When I was growing up, my mom would plan the week’s menu and often prep everything on Sunday. She and my father were of the mindset that we had to eat everything on our plates even if we didn’t like it. That often meant that I would still be at the dinner table at 10:30pm staring at my lima beans or brussels sprouts in disgust. This particular story is about an eggplant.
One week, my siblings and I happened to see an eggplant in the fridge ready to be prepped for a weeknight meal. Eggplant was one of our least favorite items next to liver and onions (or manicotti, but that’s a whole other story). So, we did what any normal kids would do while my mom was out of the house running errands. We took the eggplant, drove it down the street and put it down the storm drain.
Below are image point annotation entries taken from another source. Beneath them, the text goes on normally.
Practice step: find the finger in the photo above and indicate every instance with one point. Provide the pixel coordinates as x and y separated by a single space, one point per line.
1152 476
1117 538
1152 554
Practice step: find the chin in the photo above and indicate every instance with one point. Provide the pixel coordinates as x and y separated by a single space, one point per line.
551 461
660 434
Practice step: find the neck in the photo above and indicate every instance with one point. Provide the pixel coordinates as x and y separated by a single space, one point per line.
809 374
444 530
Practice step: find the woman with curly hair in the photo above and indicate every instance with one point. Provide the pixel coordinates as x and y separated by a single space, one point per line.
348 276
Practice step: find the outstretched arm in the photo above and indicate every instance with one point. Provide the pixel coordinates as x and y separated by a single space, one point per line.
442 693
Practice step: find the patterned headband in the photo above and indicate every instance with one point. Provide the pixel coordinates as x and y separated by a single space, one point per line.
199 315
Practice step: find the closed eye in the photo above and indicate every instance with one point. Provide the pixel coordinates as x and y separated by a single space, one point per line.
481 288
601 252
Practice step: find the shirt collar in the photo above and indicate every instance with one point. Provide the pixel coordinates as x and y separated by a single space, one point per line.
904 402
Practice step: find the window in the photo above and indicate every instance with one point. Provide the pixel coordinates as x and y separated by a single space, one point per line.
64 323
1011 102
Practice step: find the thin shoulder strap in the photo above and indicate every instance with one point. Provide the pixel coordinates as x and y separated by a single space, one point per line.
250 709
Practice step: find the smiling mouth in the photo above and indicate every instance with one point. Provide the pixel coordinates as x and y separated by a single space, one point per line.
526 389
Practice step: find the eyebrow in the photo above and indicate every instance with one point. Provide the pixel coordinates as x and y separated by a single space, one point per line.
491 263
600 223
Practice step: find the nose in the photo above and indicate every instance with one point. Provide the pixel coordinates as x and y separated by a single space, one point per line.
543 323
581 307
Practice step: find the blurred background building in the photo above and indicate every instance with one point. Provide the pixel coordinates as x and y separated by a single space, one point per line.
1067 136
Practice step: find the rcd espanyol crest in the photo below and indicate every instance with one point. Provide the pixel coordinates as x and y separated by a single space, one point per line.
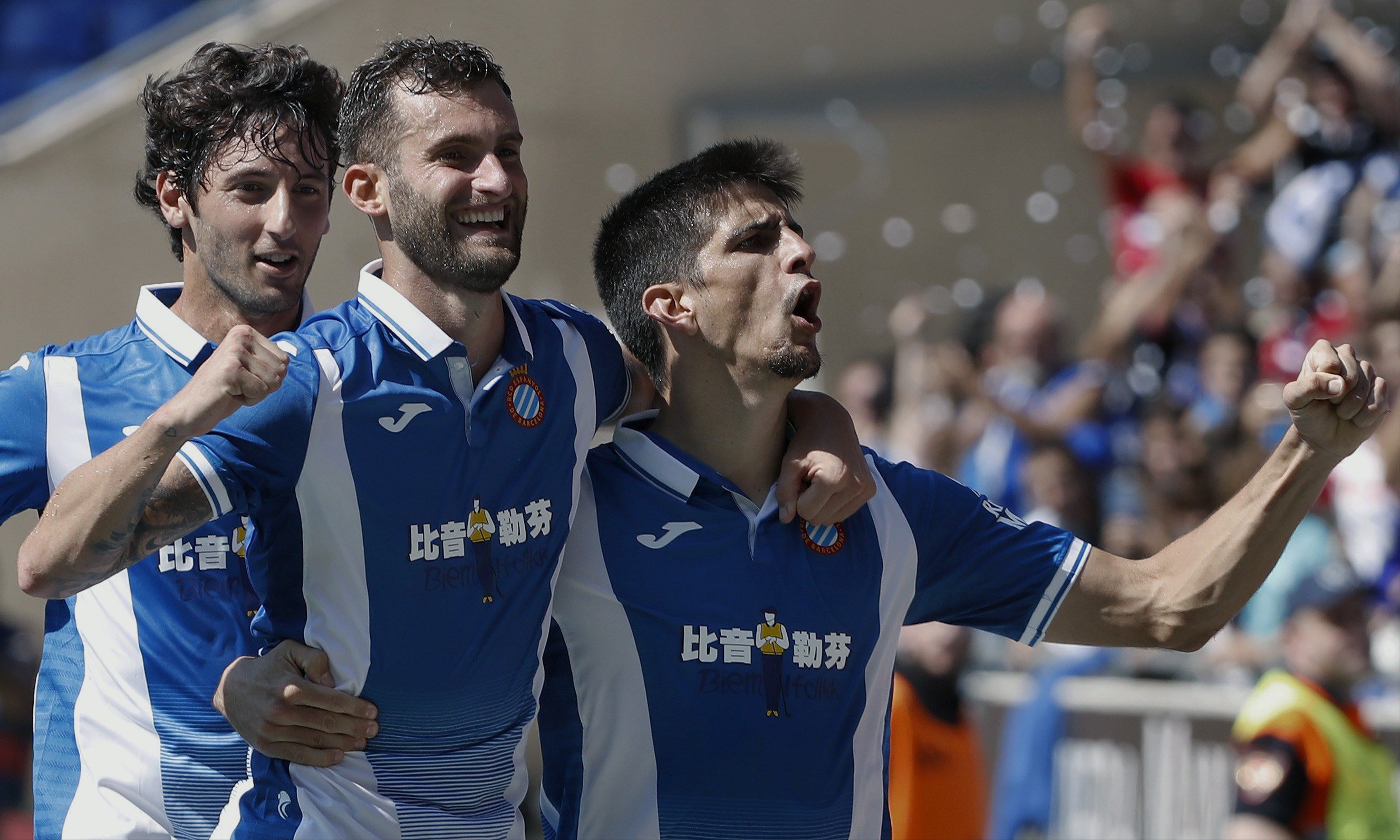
524 400
824 539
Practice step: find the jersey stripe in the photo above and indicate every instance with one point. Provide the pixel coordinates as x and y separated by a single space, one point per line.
1070 567
619 791
896 590
112 726
338 615
199 467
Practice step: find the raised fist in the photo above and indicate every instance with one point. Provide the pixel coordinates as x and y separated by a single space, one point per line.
1337 400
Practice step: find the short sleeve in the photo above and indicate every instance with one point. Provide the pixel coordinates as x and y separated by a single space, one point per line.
24 472
612 380
257 454
980 565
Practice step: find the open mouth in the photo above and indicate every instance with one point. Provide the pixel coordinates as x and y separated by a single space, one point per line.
278 264
482 219
805 308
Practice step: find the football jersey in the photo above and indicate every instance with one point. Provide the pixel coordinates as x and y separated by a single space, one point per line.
668 709
127 742
408 521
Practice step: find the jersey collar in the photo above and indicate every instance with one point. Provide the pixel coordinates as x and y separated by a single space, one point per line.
168 331
426 339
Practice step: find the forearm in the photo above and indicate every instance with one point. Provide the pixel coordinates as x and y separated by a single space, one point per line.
94 524
1256 86
1206 577
1368 67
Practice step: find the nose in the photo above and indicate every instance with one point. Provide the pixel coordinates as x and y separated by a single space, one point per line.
797 257
492 177
278 216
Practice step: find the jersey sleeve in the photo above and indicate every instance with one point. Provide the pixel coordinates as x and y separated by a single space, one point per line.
612 380
979 565
24 471
257 454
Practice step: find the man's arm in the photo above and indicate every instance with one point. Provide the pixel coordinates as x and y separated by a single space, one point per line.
1277 56
1083 38
1371 71
1182 595
131 500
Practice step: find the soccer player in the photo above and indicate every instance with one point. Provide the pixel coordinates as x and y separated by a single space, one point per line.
367 437
240 155
653 715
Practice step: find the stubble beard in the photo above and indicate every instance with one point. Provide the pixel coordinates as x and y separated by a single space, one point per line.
791 362
422 233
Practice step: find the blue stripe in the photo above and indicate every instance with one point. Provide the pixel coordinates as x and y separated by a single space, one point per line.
55 745
398 330
204 484
1069 582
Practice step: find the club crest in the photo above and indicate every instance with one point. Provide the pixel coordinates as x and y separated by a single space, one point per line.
824 539
524 400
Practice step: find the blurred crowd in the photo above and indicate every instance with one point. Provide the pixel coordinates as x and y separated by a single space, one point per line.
1224 275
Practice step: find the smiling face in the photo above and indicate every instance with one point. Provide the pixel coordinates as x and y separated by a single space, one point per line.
255 225
457 189
757 303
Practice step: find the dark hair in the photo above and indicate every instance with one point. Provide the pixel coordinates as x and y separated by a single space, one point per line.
655 233
227 93
416 66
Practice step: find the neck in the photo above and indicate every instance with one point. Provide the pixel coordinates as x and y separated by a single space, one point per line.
736 429
212 314
477 320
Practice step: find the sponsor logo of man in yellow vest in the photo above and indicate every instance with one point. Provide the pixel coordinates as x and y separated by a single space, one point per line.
772 640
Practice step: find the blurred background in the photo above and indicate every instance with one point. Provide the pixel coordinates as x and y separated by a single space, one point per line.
1070 254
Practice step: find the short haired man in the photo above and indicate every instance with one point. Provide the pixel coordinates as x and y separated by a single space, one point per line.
653 712
1308 764
400 408
240 153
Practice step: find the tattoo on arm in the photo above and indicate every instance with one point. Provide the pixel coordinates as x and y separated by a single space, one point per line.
170 510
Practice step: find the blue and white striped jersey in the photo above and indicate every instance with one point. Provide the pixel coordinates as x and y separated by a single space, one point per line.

Voila! Problem solved.
My mom came back from running errands and we all just sat there and stared while she furiously searched the fridge looking for the now-missing eggplant. We could hear her muttering to herself, “Where’s the #$%* eggplant? I KNOW I bought one!” It was nearly impossible not to bust out laughing, but we didn’t want to show any culpability for fear of getting caught.
To our amazement, our plan worked (our plans never worked), and we didn’t have to eat eggplant that week. SCORE!
Fast forward many years later, during Christmas, and after a wonderful family celebration (and perhaps some wine), my siblings and I started reminiscing about growing up. We reminded my mom about the case of the missing eggplant. We finally confessed to throwing it down the storm drain and all she could say was “I KNEW I had gotten an eggplant!!!!!” in between tears of laughter.
Now that two of my kids are in elementary school, I am waiting for payback. I have no doubt that one day something similar will happen to me, except I’ll be on the other side muttering, “Where’s the #$%* broccoli? I KNOW I bought broccoli!”
And for the record, 30+ years later I would still throw that thing down the storm drain.